Tuesday, November 01, 2011

Memory
















About halfway into Jonathan K. Foster's Memory: A Very Short Introduction (Oxford University Press, 2009). So far, there's not a whole lot that anyone reading this doesn't already know about, at least generally. But it's fascinating anyway. Memory opens up everything.

I'm guessing that we tend to underestimate how much of a guiding role memory plays every single day . . . and night.

Memory operates on different levels.

Typical day: doing just about anything, we draw on cruise control memory, auto-pilot memory, GPS memory. Sometimes we forget what we normally remember - like keys, or where we parked, or a phone number. Then we go into manual mode, overriding the automated system. Consciously thinking about it! Making an active effort to recall and retrieve the memory! After praying to Saint Anthony or just focusing a little or using some fuzzy logic, or mentally retracing or reconstructing our steps, we remember -- voila. Eureka.

Then there's periodic recall or forgetting: we forget passwords that we don't use often. Fine. So we reset them or remeber them after being promoted by stored "hints." But there are so many passwords to remember, perhaps, that it's not long before we are confused all over again. Pretty typical.

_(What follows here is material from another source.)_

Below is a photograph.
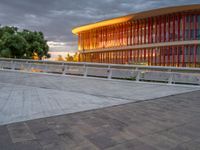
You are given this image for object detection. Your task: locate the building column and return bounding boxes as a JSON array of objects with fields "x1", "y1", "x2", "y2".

Then there's memory fueled by emotion -- bigger stuff than the above. More on that, probably, in the next post. Once I've turned some more pages of the memory book.

Today's Rune: Joy.

1 comment:

Charles Gramlich said...

I'm experiencing a lot of memory things right now as I try to recall certain events from my past in writing up a brief memoir. I'm really enjoying it and am glad my memory is as good as it is.